Redwood Research is a longtermist organization working on AI alignment based in Berkeley, California. We're going to do an AMA this week; we'll answer questions mostly on Wednesday and Thursday this week (6th and 7th of October). I expect to answer a bunch of questions myself; Nate Thomas and Bill Zito and perhaps other people will also be answering questions.
Here's an edited excerpt from this doc that describes our basic setup, plan, and goals.
Redwood Research is a longtermist research lab focusing on applied AI alignment. We’re led by Nate Thomas (CEO), Buck Shlegeris (CTO), and Bill Zito (COO/software engineer); our board is Nate, Paul Christiano and Holden Karnofsky. We currently have ten people on staff.
Our goal is to grow into a lab that does lots of alignment work that we think is particularly valuable and wouldn’t have happened elsewhere.
Our current approach to alignment research:
- We’re generally focused on prosaic alignment approaches.
- We expect to mostly produce value by doing applied alignment research. I think of applied alignment research as research that takes ideas for how to align systems, such as amplification or transparency, and then tries to figure out how to make them work out in practice. I expect that this kind of practical research will be a big part of making alignment succeed. See this post for a bit more about how I think about the distinction between theoretical and applied alignment work.
- We are interested in thinking about our research from an explicit perspective of wanting to align superhuman systems.
- When choosing between projects, we’ll be thinking about questions like “to what extent is this class of techniques fundamentally limited? Is this class of techniques likely to be a useful tool to have in our toolkit when we’re trying to align highly capable systems, or is it a dead end?”

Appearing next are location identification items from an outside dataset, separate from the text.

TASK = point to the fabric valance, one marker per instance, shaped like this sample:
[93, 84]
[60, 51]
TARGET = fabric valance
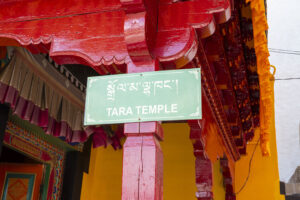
[46, 98]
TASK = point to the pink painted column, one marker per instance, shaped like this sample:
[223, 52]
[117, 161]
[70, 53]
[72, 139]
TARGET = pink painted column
[142, 156]
[142, 162]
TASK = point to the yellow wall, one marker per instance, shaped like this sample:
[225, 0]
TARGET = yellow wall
[104, 180]
[179, 163]
[263, 182]
[218, 186]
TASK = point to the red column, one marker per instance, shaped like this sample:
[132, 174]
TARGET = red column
[142, 162]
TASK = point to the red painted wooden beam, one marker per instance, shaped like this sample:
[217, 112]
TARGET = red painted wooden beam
[104, 32]
[142, 155]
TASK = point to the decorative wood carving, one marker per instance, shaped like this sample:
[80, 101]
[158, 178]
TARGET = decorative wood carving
[212, 93]
[97, 32]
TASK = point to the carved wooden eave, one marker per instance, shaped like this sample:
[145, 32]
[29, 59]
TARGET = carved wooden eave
[117, 32]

- I expect us to be quite interested in doing research of the form “fix alignment problems in current models” because it seems generally healthy to engage with concrete problems, but we’ll want to carefully think through exactly which problems along these lines are worth working on and which techniques we want to improve by solving them.
We're hiring for research, engineering, and an office operations manager.
You can see our website here. Other things we've written that might be interesting:
- A description of our current project
- Some docs/posts that describe aspects of how I'm thinking about the alignment problem at the moment: The theory-practice gap. The alignment problem in different capability regimes.
We're up for answering questions about anything people are interested in.
So one thing to note is that I think that there are varying degrees of solving the technical alignment problem. In particular, you’ve solved the alignment problem more if you’ve made it really convenient for labs to use the alignment techniques you know about. If next week some theory people told me “hey we think we’ve solved the alignment problem, you just need to use IDA, imitative generalization, and this new crazy thing we just invented”, then I’d think that the main focus of the applied alignment community should be trying to apply these alignment techniques to the most capable currently available ML systems, in the hope of working out all the kinks in these techniques, and then repeat this every year, so that whenever it comes time to actually build the AGI with these techniques, the relevant lab can just hire all the applied alignment people who are experts on these techniques and get them to apply them. (You might call this fire drills for AI safety, or having an “anytime alignment plan” (someone else invented this latter term, I don’t remember who).)
I normally focus my effort on the question “how do we solve the technical alignment problem and make it as convenient as possible to build aligned systems, and then ensure that the relevant capabilities labs put effort into using these alignment techniques”, rather than this question, because it seems relatively tractable, compared to causing things to go well in worlds like those you describe.
One way of thinking about your question is to ask how many years the deployment of existentially risky AI could be delayed (which might buy time to solve the alignment problem). I don’t have super strong takes on this question. I think that there are many reasonable-seeming interventions, such as all of those that you describe. I guess I’m more optimistic about regulation and voluntary coordination between AI labs (eg, I’m happy about “Therefore, if a value-aligned, safety-conscious project comes close to building AGI before we do, we commit to stop competing with and start assisting this project.” from the OpenAI Charter) than about public pressure, but I’m not confident.
Again, I think that maybe 30% of AI accident risk comes from situations where we sort of solved the alignment problem in time but the relevant labs don’t use the known solutions. Excluding that, I think that misuse risk is serious and worth worrying about. I don’t know how much value I think is destroyed in expectation by AI misuse compared to AI accident. I can also imagine various x-risk related to narrow AI in various ways.